Outre-Rhin, le débat sur l’engagement militaire de l’Allemagne au Mali n’est pas nouveau. Mais, ces derniers jours, il s’est encore accentué après les propos de Christine Lambrecht, la ministre allemande de la Défense, ceux de Eva Högl, la commissaire parlementaire auprès de la Bundeswehr [forces armées allemandes].
Pour rappel, l’Allemagne compte environ 1350 soldats au Mali, répartis entre la mission de formation des forces armées maliennes [FAMa] conduite par l’Union européenne [EUTM Mali] et la Mission miltidimensionnelle intégrée des Nations unies pour la stabilisation du Mali [MINUSMA].
Par ailleurs, au Sahel, la Bundeswehr conduit également la mission « Gazelle », laquelle mobilise des nageurs de combat de la Deutsche Marine [Verwendungsgruppe 3402] pour former les forces spéciales nigériennes. Par commodité, elle a été intégrée à la participation allemande à l’EUTM Mali.
Peu avant Noël, Mme Lambrecht a évoqué une redéploiement des instructeurs militaires allemands de l’EUTM Mali au Niger, par souci de sécurité.
« La sécurité de nos soldats est pour moi la première des priorités. […] Au Mali, la Bundeswehr a pour mission de former l’armée locale. Nous devons maintenant vérifier si l’entraînement des soldats maliens n’est pas possible de la même façon, et même en mieux, dans un autre endroit, plus sûr pour nos soldats », a en effet affirmé Mme Lambrecht dans les colonnes de Bild am Sonntag, peu après avoir pris ses nouvelles fonctions.
Mais au-delà des considérations autour de la sécurité, cet éventuel redéploiement du Mali vers le Niger pourrait évidemment être motivé par l’arrivée – présumée – du groupe paramilitaire russe Wagner à Bamako.
Si les autorités maliennes ont démenti avoir passé un accord avec celui-ci, il n’en demeure pas moins que des mouvements aériens inhabituels posent question, des avions militaires russes ayant enchaîné les rotations entre Moscou et Bamako. C’est notamment le cas du Tu-154 qui, immatriculé « RA-85042 », est utilisé par l’unité aérienne 223 des forces russes, laquelle a été soupçonné par les Nations unies d’avoir transporté des mercenaires de Wagner en Libye.
Quoi qu’il en soit, la commissaire parlementaire auprès de la Bundeswehr a ensuite enfoncé le clou, après avoir passé les derniers jours de décembre 2021 au Sahel, a appelé le gouvernement allemand à revoir les opérations menées dans la région, voire à envisager un retrait du Mali.

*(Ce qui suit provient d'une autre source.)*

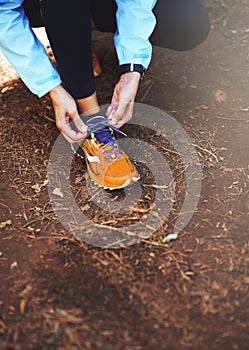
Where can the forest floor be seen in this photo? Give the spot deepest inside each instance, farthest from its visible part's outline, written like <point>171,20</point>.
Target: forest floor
<point>58,292</point>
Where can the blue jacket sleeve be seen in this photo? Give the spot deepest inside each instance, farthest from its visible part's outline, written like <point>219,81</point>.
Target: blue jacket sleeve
<point>135,24</point>
<point>24,51</point>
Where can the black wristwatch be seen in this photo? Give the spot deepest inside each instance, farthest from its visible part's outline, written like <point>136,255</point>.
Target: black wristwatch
<point>132,67</point>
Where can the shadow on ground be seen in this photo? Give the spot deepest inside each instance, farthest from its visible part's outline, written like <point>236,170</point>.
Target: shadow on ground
<point>192,293</point>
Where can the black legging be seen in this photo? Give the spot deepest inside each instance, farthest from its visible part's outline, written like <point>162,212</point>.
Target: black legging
<point>181,25</point>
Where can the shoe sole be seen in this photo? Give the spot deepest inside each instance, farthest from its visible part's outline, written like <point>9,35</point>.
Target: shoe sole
<point>127,183</point>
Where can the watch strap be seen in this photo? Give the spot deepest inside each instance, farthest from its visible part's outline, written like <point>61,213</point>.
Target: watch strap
<point>132,67</point>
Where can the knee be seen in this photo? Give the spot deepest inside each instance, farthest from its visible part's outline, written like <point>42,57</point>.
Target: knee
<point>181,24</point>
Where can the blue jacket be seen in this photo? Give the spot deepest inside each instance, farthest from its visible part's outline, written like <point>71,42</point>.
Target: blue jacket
<point>135,22</point>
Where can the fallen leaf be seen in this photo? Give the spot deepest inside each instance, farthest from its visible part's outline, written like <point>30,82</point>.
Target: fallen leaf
<point>3,224</point>
<point>57,192</point>
<point>220,95</point>
<point>38,187</point>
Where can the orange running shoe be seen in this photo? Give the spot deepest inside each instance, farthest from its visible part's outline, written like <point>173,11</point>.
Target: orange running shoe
<point>107,165</point>
<point>96,65</point>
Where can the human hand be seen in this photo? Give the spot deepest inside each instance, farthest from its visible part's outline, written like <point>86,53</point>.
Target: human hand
<point>121,108</point>
<point>65,109</point>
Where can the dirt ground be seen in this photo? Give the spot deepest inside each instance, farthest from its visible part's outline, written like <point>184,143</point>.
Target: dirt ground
<point>192,293</point>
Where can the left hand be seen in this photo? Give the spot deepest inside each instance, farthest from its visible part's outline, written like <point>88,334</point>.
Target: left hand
<point>121,108</point>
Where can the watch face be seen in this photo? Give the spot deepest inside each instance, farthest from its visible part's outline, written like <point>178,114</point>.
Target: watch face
<point>132,67</point>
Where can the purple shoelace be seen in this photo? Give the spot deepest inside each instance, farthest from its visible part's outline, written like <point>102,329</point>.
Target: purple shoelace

S’agissant de la MINUSMA, « beaucoup dépendra de l’évolution de la situation au Mali. La mission est de sécurisé le traité de paix [les accords d’Alger entre Bamako et les indépendantistes du nord du Mali, ndlr] et de restaurer les structures étatiques », a commencé par expliqué M. Högl dans un entretien donné à l’agence DPA. « Il y a eu second d’État [en mai 2021, ndlr]. Quand j’étais là-bas, l’élection [prévue en février 2022] venait d’être annulée et reportée à une date indéterminée. [Aussi], je mets un gros point d’interrogation sur cette mission », a-t-elle dit.
Effectivement, en décembre, les Assises de la refondation malienne ont recommandé de prolonger la transition de six mois à cinq ans, sans fixer de date pour la tenue d’élections. Ce qui signifie que la junte a l’intention de garder le pouvoir… Et cela coïncide avec les informations faisant état de l’arrivée de Wagner.
Quant à l’EUTM Mali, Mme Högl a plaidé en faveur d’un redéploiement vers le Niger, où elle a eu « l’impression » que « malgré les difficiltés, ce pays présente plus de possibilités en termes d’accompagnement et de formation qu’il n’y en a au Mali ». Et de souligner que, au Niger, il « existe une démocratie semi-établie avec des élections et un gouvernement qui s’attaque aux problèmes ».